2. Monitor Smart Shopping Performance

  • Check weekly for 30 days to ensure ads serve, budgets align, and performance meets goals.
  • Use columns like impressions, clicks, CTR, conversions, CPA, and ROAS, focusing on Search, Shopping tab, and Display Network.

Note, there isn't much you can do to optimize it however.

Phase 5: Prepare for Performance Max (Optional, After 60+ Days)

After proving profitability with Standard and Smart Shopping Campaigns, consider transitioning to Performance Max for cross-channel growth:

Set up PMax:

See the lessons on Performance Max for the full instructions.

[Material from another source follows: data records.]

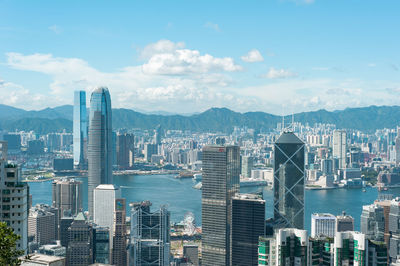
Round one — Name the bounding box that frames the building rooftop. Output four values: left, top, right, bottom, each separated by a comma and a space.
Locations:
20, 253, 65, 265
96, 184, 119, 190
275, 132, 304, 144
232, 193, 264, 201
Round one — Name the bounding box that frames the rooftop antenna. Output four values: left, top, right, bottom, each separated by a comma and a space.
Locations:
282, 104, 285, 132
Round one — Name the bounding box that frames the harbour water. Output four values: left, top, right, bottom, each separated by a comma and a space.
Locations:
29, 175, 400, 230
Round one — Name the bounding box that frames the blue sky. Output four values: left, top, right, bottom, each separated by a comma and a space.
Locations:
0, 0, 400, 114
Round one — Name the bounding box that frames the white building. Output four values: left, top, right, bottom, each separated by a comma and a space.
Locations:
93, 184, 121, 229
0, 141, 29, 254
333, 130, 347, 169
311, 213, 336, 237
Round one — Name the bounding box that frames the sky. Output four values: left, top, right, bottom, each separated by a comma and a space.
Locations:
0, 0, 400, 115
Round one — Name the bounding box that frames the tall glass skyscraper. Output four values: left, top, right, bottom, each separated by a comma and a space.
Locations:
201, 145, 240, 266
73, 91, 88, 168
274, 132, 305, 229
88, 87, 113, 217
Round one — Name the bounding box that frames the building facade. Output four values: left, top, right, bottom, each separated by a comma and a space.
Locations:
0, 141, 29, 253
52, 179, 82, 217
88, 88, 113, 216
202, 145, 240, 265
274, 132, 305, 229
333, 130, 347, 169
230, 194, 265, 266
73, 91, 88, 169
129, 201, 170, 266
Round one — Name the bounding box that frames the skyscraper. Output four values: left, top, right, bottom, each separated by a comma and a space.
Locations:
73, 91, 88, 168
93, 184, 121, 232
311, 213, 336, 237
0, 141, 29, 253
129, 201, 171, 266
67, 213, 93, 266
112, 199, 127, 266
230, 193, 265, 266
52, 179, 82, 218
274, 132, 305, 229
28, 205, 56, 246
117, 133, 135, 169
242, 156, 253, 178
333, 130, 347, 169
202, 145, 240, 265
88, 87, 113, 216
361, 204, 385, 241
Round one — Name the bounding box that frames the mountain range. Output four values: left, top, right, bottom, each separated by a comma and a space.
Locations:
0, 104, 400, 134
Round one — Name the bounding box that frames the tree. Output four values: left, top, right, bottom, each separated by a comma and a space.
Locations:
0, 222, 24, 266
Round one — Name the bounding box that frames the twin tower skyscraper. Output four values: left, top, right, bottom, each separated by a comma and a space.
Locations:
73, 87, 113, 217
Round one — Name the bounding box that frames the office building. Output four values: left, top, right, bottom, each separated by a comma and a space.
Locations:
3, 133, 21, 151
311, 213, 336, 238
93, 226, 111, 264
19, 253, 67, 266
93, 184, 121, 230
88, 88, 113, 217
53, 158, 74, 172
258, 228, 388, 266
336, 212, 354, 232
26, 139, 44, 155
258, 228, 309, 266
67, 212, 93, 266
389, 197, 400, 262
230, 193, 265, 266
28, 205, 57, 246
59, 216, 74, 247
183, 244, 199, 266
73, 91, 88, 169
333, 130, 347, 169
361, 204, 385, 241
274, 132, 305, 229
143, 143, 158, 162
154, 125, 162, 146
242, 156, 253, 178
321, 159, 333, 175
202, 145, 240, 265
117, 133, 135, 170
308, 236, 335, 265
111, 199, 128, 266
0, 141, 29, 254
52, 179, 82, 218
375, 196, 392, 247
130, 201, 170, 266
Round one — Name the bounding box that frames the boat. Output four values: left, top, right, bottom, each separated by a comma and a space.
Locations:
193, 174, 203, 181
175, 172, 193, 178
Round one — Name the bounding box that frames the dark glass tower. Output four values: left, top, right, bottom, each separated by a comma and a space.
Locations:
274, 132, 305, 229
88, 88, 113, 216
73, 91, 88, 168
230, 194, 265, 266
202, 146, 240, 266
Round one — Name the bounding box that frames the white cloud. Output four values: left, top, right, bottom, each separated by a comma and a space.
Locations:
49, 25, 62, 34
3, 47, 246, 112
263, 67, 297, 79
204, 22, 221, 32
142, 40, 242, 75
240, 49, 264, 63
140, 40, 185, 59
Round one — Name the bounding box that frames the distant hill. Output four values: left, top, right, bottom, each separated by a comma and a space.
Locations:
0, 104, 400, 134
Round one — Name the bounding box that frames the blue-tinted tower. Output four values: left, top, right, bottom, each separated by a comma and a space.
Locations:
73, 91, 88, 169
88, 87, 113, 216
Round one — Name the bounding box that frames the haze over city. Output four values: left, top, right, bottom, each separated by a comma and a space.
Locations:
0, 0, 400, 115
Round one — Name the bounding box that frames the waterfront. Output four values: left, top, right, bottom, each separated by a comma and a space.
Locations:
29, 175, 400, 230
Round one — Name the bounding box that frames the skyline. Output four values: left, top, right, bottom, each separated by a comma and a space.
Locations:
0, 0, 400, 115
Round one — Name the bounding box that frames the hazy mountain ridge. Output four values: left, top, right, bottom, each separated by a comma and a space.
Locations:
0, 104, 400, 134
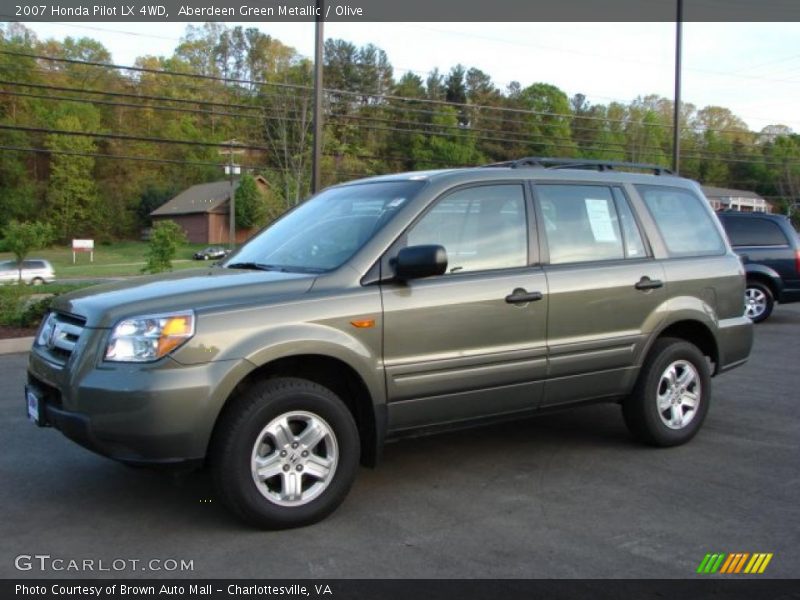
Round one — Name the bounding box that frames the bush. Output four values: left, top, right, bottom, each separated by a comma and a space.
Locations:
0, 284, 25, 327
19, 295, 55, 327
142, 221, 186, 273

  1. In Google Ads, create a PMax campaign (covered in earlier Performance Max lessons).
  2. Upload assets (3–5 images, 5 headlines, 5 descriptions, optional video) and set a goal (e.g., Target ROAS 300%)
  3. Attach your products from your Google Merchant Center account to the campaign.
  4. Allocate 20–30% of your total budget to test PMax, monitoring for 30–60 days.

That's about all there is to Shopping Ads!